Comparison of string search efficiency in Linux commands

Source: Internet
Author: User

 

Sometimes, we need to calculate the number of rows containing a special string in the next file.

 

The first thing I think of is grep + wc. I don't know what you think of, but we do have multiple methods.

 

 

 

Suppose our file is msg, which contains 23380092 rows of data.

 

Some rows are like this receive: msg1

 

Our task is to find the number of these rows.

 

 

 

1. grep Method

 

Grep 'msg' msg | wc-l

 

The time consumed by this method is 1 s.

 

 

 

2. awk Method

 

Awk 'in in {c = 1} {if ($0 ~ /Msg1/) c = c + 1} END {print c} 'msg

 

This method takes 8 s

 

 

 

3. Another awk Method

 

Awk 'in in {FS = ":"; c = 0 ;}{ if ($2 = "msg1") c = c + 1} END {print c} 'msg

 

This method takes 14 s

 

 

 

4. file descriptor open file Traversal

 

 

Shell code

#! /Bin/bash

Count = 0;

Exec 4 <msg

While read line <& 4

Do

If ["$ line" = "receive: msg1"]; then

Count = $ (count + 1 ))

Fi

Done

Exec 4 <&-

Echo $ count;

 

#! /Bin/bash

Count = 0;

Exec 4 <msg

While read line <& 4

Do

If ["$ line" = "receive: msg1"]; then

Count = $ (count + 1 ))

Fi

Done

Exec 4 <&-

Echo $ count.

 

Of course, the correctness of the script itself is tested through small files.

 

 

 

The efficiency of the above methods is simply superb. After so much data is filtered out, it takes only one second after wc statistics.

 

However, the method of traversing files by yourself is very inefficient, whether it is awk or writing scripts to open files by yourself.

 

 

 

It seems that we are still a little lazy. Haha.

 

From liuzhiqiangruc

Related Article

Contact Us

The content source of this page is from Internet, which doesn't represent Alibaba Cloud's opinion; products and services mentioned on that page don't have any relationship with Alibaba Cloud. If the content of the page makes you feel confusing, please write us an email, we will handle the problem within 5 days after receiving your email.

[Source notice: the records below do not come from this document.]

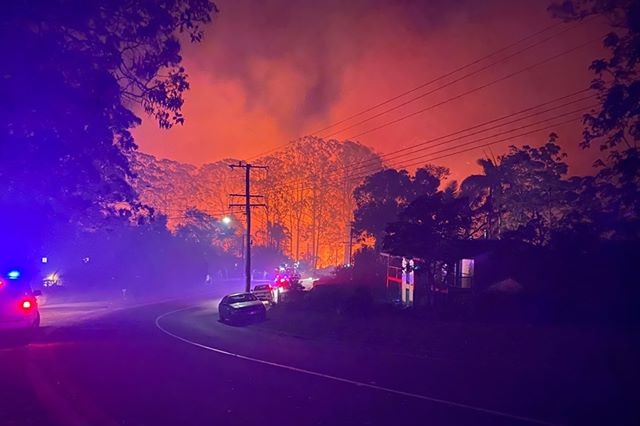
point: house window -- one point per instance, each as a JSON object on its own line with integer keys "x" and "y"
{"x": 466, "y": 273}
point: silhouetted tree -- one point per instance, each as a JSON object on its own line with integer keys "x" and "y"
{"x": 521, "y": 195}
{"x": 384, "y": 195}
{"x": 73, "y": 73}
{"x": 615, "y": 126}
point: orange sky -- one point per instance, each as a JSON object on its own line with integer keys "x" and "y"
{"x": 271, "y": 71}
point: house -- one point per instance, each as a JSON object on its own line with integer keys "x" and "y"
{"x": 457, "y": 269}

If you find any instances of plagiarism from the community, please send an email to: info-contact@alibabacloud.com and provide relevant evidence. A staff member will contact you within 5 working days.

A Free Trial That Lets You Build Big!

Start building with 50+ products and up to 12 months usage for Elastic Compute Service

  • Sales Support

    1 on 1 presale consultation

  • After-Sales Support

    24/7 Technical Support 6 Free Tickets per Quarter Faster Response

  • Alibaba Cloud offers highly flexible support services tailored to meet your exact needs.